雖然暈的時間不久,也就他們把秦清曼攙扶著躺在炕上的幾分鐘,但她敢確定,秦清曼剛剛確實是暈過去了。

“姐,嘟嘟去師部叫人去了!”

楚楚看秦清曼的神情有點恍惚,趕緊又說了一句。

秦清曼這才明白家裡少了點動靜。

如果她真的暈倒,狼崽子絕對是最著急的,難怪沒看到狼崽子,原來狼崽子去師部叫人去了。

“我沒事,扶我坐起來。”

秦清曼知道狼崽子去師部肯定能叫來人,她可不想躺在床上見人。

“姐,你都暈了,躺著比較好。”

楚楚不僅沒扶秦清曼起身,甚至還脫了鞋趴在秦清曼的身邊。

剛剛真的嚇到了他。

他還記得父母過世時也是這樣,頭天還好好的,第二天人就不在了,隻要一想到秦清曼也可能像父母一樣丟下他,小孩就嚇得抱緊了秦清曼。

眼裡的淚怎麼都停不下來。

秦清曼見楚楚這樣,也不敢再說起身的事了。

“清曼,你躺著,有沒有事不是你說了算,得醫生說了才行,我們等等,等師部的醫生來給你看看。”黃婉清也不讚同秦清曼這會起身。

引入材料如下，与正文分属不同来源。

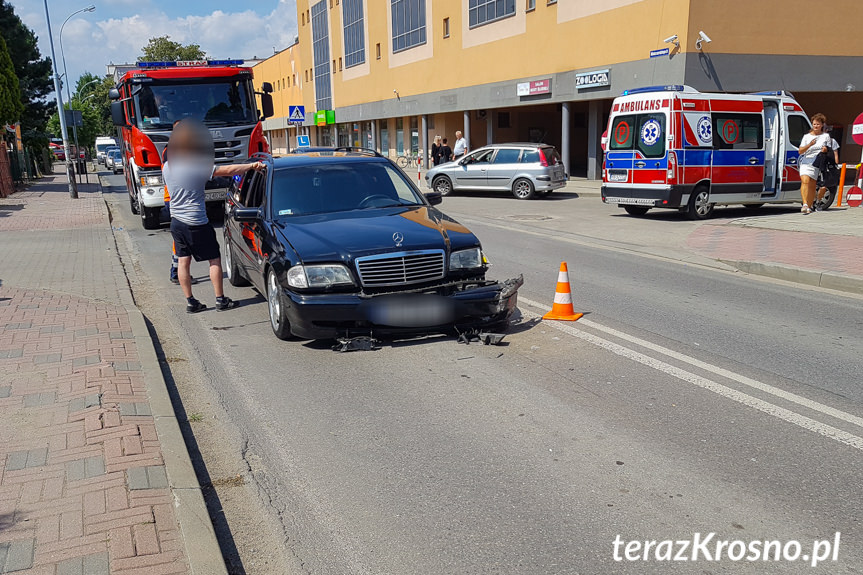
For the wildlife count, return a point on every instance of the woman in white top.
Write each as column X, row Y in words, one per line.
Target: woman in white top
column 813, row 143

剛剛秦清曼暈倒的那瞬間彆說是楚楚嚇到,她也被狠狠嚇到。

至今心臟都在怦怦直跳。

“好吧,我不起了,婉清,你給我擰把毛巾。”秦清曼隨著心神的穩定開始指揮黃婉清。

“我……”黃婉清想拒絕。

“我都躺炕上了,楚楚還把我抱這麼死,再倒能倒哪裡去,快去,給我擰把毛巾,再不擰,我都要被水淹了。”秦清曼無奈地用手給楚楚抹了抹臉。

小孩擔心秦清曼擔心,都沒哭出聲音。

隻是默默流淚。

“好吧。”黃婉清知道姐弟倆有話要說,又見秦清曼此時的精神看著還可以,小聲叮囑道:“清曼,有事你就叫我,我在門外。”

“嗯。”

秦清曼對黃婉清點了點頭。

之前她還覺得自己沒什麼事,但這會她已經感覺到全身都沒什麼力氣,就像精氣神都耗儘的那種空虛與飄浮,看來衛淩在她心目中占據了太多位置。

她能憑一則消息就急怒攻心。

黃婉清見秦清曼沒有說話的**,給秦清曼掖了掖被子就出了門。

出西屋後還很體貼地把門關上。

門一關上,就非常的隔音,無論是屋裡還是屋外的聲音都隔絕了。

黃婉清出了西屋後並沒有馬上按照秦清曼的要求去擰濕毛巾,而是打開廳門站在了院子裡。

這會是晚上,九月的夜空中綴滿了繁星。

每一顆繁星都在用力閃爍著。

黃婉清這會想起來了,她想起秦清曼戳到手指前的情況,那會收音機裡正在播報新聞,她雖然埋頭寫信,但耳朵還是聽清楚了廣播內容。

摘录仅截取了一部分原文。